Fig. 7 — Mechanisms of epigenetic modification-related factors promoting invasion in EVT. microRNAs, miRNAs; circular RNAs, circRNAs; long non-coding RNAs, lncRNAs; alkB homolog 5, ALKBH5; histone deacetylase sirtuin 2, SIRT2; circular RNA homeodomain interacting protein kinase 3, circHIPK3; circRNA furin, paired basic aminoacid cleaving enzyme, circ-FURIN; N6-methyladenosine, m6A; transforming growth factor, TGF-β; nuclear factor kappa B, NF-kB; atypical chemokine receptor 2, ACKR2; potassium channel modulatory factor 1, KCMF1; transcription factor AP-2 alpha, TFAP2A; metastasis-associated lung adenocarcinoma transcript-1, MALAT1; F-box and WD repeat domain–containing 7, FBXW7; cryptochrome 2, CRY2; SMAD family members, SMADs; ephrin receptor B4, EPHB4; activin receptor-like kinase 7, ALK7; amine oxidase copper containing 1, AOC1; thrombospondin 2, THBS2; C-X-C motif chemokine ligand 11, CXCL11; nuclear factor kappa B, transcription-κB; soluble fms-like tyrsine kinase-1, sFlt-1; E3 ubiquitin-containing protein ligases, β-TrCP; GATA binding protein 2, GATA2; wingless/integrated, Wnt; cluster of differentiation 97, CD97; vascular endothelial growth factor, VEGF; matrix metalloproteinase, MMP; bromodomain containing 4, BRD4

Studies shed light on the intricate role of RNA epigenetic modifications in trophoblast invasion, highlighting the involvement of various coding and non-coding RNAs.
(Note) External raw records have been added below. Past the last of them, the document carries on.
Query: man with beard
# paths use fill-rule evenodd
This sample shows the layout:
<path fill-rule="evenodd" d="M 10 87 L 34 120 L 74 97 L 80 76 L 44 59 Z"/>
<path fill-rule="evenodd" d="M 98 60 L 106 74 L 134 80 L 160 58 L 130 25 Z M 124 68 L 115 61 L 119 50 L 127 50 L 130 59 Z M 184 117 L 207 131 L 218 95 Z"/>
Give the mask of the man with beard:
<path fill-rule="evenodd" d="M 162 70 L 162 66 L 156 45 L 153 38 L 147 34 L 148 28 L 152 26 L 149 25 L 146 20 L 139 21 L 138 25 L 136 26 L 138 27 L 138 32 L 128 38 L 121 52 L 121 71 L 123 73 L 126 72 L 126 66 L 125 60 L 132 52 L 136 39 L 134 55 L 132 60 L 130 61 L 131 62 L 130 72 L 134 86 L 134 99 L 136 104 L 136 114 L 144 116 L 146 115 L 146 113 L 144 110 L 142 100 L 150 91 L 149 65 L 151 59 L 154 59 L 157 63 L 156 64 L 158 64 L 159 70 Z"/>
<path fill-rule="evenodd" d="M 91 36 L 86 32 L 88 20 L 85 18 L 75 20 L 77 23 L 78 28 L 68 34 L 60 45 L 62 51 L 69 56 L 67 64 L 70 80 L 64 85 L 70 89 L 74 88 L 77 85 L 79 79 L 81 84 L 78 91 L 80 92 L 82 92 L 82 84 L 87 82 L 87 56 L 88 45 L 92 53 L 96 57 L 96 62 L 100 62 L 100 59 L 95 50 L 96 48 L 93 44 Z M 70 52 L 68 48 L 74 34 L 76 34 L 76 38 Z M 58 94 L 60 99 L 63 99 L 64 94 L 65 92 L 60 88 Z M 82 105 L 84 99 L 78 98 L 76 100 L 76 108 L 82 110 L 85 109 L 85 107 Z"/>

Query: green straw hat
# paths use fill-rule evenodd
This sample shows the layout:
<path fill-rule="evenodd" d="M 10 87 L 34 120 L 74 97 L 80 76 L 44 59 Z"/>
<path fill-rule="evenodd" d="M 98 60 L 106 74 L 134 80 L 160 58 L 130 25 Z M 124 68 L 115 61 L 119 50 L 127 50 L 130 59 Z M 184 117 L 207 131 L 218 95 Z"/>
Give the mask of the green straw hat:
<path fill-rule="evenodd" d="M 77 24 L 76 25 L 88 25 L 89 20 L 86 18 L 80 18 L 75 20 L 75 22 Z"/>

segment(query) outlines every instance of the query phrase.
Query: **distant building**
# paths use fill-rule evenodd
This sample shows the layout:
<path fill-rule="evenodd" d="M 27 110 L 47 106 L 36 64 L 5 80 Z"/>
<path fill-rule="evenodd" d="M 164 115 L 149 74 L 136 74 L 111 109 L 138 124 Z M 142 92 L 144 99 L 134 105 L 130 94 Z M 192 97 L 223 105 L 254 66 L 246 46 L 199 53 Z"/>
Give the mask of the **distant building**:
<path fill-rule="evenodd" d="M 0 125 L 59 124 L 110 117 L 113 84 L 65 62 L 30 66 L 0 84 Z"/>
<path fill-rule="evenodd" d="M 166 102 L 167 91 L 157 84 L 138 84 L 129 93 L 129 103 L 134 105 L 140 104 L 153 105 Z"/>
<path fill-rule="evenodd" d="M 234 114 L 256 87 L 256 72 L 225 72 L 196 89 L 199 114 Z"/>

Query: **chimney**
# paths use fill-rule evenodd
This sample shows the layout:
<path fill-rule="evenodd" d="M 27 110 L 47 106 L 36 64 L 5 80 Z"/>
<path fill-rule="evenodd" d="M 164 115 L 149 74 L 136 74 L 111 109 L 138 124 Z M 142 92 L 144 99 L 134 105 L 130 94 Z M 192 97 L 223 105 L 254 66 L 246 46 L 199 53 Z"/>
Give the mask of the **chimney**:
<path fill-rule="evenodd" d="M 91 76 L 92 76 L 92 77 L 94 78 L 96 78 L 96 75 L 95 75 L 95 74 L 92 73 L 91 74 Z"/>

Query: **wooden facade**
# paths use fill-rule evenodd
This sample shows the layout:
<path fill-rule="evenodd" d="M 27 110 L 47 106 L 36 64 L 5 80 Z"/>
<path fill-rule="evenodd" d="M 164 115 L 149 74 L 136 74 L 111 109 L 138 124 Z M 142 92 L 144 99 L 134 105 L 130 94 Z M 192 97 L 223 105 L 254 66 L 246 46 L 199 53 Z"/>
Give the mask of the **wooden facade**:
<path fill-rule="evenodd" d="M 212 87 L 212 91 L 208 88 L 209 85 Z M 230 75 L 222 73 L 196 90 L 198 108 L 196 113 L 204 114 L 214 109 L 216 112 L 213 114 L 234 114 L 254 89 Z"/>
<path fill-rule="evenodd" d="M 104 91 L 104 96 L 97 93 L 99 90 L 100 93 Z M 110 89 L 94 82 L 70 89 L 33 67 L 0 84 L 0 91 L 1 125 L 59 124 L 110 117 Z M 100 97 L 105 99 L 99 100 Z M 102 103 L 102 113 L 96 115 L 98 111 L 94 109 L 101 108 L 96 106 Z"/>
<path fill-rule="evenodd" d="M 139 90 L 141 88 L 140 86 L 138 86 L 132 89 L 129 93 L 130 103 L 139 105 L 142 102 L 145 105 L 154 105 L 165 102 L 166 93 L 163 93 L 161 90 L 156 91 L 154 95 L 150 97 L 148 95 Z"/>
It has shown that miR-101 inhibited the expression of BRD4 and subsequently inhibited NF-κB/CXCL11 axis expression, thereby promoting trophoblast cell invasion [94]. Recent evidence suggests that miR-424-5p inhibited AOC1 expression and facilitated HTR-8/Svneo and TEV-1 invasive capacity via the Wnt/β-catenin signaling pathway [95]. Moreover, multiple studies have provided evidence that miRNAs can facilitate trophoblast invasion. Examples of such miR-18a, miR-135a-5p, miR-139-5p, miR-150-5p, miR-218-5p, miR-221-3p, miR-454, and miR-520c-3p [96–104].
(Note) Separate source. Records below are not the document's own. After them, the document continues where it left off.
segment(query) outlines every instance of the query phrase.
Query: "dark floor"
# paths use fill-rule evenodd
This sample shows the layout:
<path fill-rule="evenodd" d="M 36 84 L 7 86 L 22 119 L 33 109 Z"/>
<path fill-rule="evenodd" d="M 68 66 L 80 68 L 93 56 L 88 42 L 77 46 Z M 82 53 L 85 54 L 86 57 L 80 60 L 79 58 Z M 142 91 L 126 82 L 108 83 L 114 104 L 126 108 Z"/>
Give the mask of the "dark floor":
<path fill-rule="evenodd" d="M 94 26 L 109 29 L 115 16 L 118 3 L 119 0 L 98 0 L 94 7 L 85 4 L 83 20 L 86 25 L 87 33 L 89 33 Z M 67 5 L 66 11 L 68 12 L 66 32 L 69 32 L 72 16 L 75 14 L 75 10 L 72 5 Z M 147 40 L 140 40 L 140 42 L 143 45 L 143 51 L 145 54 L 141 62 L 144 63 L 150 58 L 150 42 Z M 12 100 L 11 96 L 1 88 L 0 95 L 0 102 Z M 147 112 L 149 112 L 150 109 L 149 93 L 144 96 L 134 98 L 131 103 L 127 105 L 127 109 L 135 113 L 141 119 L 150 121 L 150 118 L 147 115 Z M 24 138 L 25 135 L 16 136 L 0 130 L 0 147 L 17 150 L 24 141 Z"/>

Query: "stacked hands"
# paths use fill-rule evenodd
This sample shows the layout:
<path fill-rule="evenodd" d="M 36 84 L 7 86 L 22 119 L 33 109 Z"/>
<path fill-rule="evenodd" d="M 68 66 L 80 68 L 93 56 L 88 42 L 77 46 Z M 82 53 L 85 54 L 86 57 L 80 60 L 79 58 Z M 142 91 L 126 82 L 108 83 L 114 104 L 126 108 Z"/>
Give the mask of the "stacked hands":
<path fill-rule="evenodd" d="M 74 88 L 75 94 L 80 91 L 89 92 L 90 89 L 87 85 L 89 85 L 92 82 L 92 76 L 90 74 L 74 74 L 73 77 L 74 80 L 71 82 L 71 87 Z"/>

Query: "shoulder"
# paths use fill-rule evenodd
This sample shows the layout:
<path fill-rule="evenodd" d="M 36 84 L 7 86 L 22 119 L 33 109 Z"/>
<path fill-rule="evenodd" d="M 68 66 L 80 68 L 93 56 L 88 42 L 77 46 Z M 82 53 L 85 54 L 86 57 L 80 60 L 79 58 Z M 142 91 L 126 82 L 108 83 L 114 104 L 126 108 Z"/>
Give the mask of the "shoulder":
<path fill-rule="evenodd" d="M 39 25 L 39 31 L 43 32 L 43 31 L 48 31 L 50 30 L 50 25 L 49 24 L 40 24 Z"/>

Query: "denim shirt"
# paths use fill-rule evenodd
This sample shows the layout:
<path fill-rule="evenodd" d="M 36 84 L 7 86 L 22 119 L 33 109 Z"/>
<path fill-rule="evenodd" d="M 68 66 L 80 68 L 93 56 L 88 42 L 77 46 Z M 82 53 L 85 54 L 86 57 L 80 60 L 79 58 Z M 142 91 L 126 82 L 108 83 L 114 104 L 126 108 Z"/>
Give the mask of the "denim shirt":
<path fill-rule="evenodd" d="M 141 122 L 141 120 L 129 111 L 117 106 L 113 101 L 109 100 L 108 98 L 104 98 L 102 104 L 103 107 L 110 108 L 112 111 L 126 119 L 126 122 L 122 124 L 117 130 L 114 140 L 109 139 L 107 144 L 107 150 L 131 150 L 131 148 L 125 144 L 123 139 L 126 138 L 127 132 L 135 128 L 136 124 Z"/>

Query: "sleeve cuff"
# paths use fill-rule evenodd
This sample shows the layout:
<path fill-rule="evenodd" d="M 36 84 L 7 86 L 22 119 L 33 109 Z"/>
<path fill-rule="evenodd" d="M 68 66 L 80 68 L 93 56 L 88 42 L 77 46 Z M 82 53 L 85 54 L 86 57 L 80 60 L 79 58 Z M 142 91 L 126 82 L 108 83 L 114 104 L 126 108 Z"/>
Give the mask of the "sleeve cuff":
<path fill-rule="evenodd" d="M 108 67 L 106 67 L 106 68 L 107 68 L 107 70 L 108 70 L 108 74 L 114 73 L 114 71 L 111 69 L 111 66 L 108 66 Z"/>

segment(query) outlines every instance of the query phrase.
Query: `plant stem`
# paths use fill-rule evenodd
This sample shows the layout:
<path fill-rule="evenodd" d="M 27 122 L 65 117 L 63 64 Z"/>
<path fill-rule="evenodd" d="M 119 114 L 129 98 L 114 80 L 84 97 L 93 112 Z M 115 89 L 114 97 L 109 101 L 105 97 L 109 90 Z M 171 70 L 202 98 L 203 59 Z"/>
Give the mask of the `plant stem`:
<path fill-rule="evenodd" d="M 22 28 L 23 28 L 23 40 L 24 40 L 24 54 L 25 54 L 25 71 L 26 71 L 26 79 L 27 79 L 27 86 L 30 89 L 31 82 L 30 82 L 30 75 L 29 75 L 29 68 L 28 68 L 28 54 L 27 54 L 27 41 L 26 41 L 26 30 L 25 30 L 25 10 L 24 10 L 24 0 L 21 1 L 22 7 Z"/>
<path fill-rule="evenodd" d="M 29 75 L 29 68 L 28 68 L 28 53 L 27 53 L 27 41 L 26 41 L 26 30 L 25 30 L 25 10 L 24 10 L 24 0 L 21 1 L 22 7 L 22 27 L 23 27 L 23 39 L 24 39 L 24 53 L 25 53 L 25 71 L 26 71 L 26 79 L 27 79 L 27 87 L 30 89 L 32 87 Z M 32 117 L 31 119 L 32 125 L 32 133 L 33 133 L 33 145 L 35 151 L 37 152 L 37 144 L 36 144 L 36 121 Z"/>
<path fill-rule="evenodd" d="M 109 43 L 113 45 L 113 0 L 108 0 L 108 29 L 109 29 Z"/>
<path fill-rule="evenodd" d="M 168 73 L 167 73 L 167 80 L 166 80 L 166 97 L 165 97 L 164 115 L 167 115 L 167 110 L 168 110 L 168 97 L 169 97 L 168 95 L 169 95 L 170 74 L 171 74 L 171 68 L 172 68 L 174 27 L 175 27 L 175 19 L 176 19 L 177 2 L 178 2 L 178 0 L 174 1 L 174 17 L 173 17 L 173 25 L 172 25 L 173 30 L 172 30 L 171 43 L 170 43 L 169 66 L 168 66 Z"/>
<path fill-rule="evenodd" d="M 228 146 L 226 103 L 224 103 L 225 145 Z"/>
It is shown that RNA demethylase ALKBH5 and histone deacetylase SIRT2 play pivotal roles in increased trophoblast cell invasion. The overexpression of ALKBH5 caused demethylate methylation modification of the N6-methyladenosine(m6A), a common RNA modification, promoting the expression of SMAD1/5. SMAD proteins acted as a transcriptional regulator that mediated the TGF-β signal to increase the expression of MMP9 and ITGA1 and thus promoted HTR-8/SVneo cell invasion [105]. SIRT2 stimulated the deacetylation of the p65 NF-κB subunit. This pathway will increase the miR-146a and produce more ACKR2, promoting EVT invasion [106]. The mechanisms by which these miR RNA regulate EVT invasion are detailed in Fig. 7.
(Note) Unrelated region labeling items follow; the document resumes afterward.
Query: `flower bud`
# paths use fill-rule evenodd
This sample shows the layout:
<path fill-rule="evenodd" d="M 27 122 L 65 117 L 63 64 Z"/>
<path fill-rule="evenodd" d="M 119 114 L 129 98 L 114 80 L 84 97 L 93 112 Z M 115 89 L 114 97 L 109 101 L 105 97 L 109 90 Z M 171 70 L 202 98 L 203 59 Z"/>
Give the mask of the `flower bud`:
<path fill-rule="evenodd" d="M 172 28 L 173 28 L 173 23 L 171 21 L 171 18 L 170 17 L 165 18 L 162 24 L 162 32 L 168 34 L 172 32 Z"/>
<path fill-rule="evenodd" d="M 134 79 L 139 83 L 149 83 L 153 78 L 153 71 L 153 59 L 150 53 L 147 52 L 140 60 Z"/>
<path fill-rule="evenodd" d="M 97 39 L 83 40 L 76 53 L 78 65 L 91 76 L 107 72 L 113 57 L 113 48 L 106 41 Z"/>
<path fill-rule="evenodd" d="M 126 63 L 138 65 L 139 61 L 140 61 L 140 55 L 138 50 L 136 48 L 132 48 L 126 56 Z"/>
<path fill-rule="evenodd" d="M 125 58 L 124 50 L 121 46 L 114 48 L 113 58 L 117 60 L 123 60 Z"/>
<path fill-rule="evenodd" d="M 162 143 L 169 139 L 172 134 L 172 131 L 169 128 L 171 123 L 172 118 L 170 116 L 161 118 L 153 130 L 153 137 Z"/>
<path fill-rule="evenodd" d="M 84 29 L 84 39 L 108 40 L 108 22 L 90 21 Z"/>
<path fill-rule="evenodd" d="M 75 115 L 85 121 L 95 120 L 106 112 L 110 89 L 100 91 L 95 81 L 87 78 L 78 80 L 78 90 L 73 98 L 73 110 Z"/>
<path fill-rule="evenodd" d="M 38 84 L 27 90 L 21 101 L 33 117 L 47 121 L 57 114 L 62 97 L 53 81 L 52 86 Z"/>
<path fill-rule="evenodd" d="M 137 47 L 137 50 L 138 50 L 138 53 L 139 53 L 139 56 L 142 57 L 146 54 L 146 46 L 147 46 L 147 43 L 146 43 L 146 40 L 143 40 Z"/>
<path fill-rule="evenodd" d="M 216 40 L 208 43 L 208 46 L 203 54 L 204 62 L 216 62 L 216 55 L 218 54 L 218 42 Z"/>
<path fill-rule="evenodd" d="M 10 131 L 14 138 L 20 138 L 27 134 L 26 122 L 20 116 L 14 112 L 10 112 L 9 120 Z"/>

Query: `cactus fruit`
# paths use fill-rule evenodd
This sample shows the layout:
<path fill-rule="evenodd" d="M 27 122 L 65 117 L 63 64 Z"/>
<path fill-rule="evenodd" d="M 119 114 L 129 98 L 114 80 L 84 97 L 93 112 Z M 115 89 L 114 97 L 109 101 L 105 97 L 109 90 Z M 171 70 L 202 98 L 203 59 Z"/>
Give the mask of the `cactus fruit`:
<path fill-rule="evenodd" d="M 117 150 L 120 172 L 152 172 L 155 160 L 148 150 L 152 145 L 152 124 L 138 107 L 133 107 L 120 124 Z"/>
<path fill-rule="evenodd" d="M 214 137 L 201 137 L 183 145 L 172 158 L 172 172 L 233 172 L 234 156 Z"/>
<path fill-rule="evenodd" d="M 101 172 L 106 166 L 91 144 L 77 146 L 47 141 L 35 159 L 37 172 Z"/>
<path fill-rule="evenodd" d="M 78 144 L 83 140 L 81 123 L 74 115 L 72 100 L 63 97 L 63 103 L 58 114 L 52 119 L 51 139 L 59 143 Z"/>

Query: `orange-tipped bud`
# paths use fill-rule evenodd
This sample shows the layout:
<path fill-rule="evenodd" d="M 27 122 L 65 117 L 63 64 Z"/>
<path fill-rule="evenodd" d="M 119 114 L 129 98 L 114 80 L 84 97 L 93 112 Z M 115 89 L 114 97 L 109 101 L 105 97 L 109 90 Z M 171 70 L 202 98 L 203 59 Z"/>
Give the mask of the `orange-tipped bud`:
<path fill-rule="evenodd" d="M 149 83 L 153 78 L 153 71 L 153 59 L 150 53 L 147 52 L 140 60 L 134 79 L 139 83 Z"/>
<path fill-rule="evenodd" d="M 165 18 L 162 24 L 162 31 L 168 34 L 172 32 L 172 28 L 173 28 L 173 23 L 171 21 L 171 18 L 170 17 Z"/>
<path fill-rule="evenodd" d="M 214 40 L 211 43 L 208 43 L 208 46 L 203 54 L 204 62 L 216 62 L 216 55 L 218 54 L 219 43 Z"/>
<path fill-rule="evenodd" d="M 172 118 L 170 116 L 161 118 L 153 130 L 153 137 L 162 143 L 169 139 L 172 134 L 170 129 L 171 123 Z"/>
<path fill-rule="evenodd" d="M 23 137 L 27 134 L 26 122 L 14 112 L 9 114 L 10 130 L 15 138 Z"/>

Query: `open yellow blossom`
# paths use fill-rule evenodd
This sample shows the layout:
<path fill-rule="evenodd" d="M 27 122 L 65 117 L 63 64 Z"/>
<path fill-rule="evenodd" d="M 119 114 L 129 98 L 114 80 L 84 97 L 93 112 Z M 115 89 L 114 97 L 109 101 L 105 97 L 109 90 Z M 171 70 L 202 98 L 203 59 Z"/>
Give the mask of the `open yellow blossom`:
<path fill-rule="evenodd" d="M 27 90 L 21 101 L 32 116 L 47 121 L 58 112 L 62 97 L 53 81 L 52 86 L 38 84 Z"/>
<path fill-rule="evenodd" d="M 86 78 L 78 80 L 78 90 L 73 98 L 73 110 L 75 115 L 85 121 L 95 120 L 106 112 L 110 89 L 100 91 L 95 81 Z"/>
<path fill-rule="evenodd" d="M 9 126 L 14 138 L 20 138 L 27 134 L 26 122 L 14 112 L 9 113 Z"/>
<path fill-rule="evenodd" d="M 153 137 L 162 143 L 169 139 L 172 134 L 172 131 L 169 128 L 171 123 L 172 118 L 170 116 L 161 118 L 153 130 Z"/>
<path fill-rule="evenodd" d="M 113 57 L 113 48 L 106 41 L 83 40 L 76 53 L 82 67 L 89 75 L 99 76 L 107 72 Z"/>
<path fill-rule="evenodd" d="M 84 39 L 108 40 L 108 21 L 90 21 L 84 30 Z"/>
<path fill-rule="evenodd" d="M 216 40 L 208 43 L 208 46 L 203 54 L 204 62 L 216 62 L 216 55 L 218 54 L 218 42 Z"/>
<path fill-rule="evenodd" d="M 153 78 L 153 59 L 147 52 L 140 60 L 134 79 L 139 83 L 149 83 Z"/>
CircRNAs played a role in EVT invasion by sponging miR RNA, such as hsa_circ_0000848 acting as miR-6768-5p sponge [107]. The overexpression of circHIPK3, which functioned as a miR-346 sponge, can inhibit the function of miR-346 and increase KCMF1, thus promoting HTR8/SVneo cell invasion [108]. Besides, circFURIN, a converting enzyme under hypoxic conditions, can enhance trophoblast invasion by inhibiting miR-34a-5p from increasing the target gene TFAP2A expression [109].

For lncRNA, it was found that overexpression of lncRNA-H19 promoted autophagy and enhanced invasion of EVT cells through activation of PI3K/Akt and mTOR pathways [110]. Meanwhile, lncRNA H19-induced miR-675-5p decreased GATA2 expression and upregulated the transcription of MMP14 and MMP13 proteins, which catalyzed trophoblast invasion [111]. Moreover, it has been demonstrated that LncRNA MALAT1 impaired CRY2 protein stability by recruiting FBXW7 and further enhanced HTR-8/SVneo cell migration and invasion[112].

Microbiota

Recently, the human microbiome has been suggested to play a role in the endometrium [113]. Current research indicates that, particularly during pregnancy, specific uterine microbiota, such as Lactobacillus crispatus (L. crispatus) or gut microbiota (GM), such as Fusobacterium nucleatum (F. nucleatum) and Akkermansia muciniphila (Am), affect EVT cells proliferation, invasion, and migration. Those specific bacterial species increase the invasive ability of EVT by promoting the secretion of hormones or specific proteins, as shown in Fig. 8.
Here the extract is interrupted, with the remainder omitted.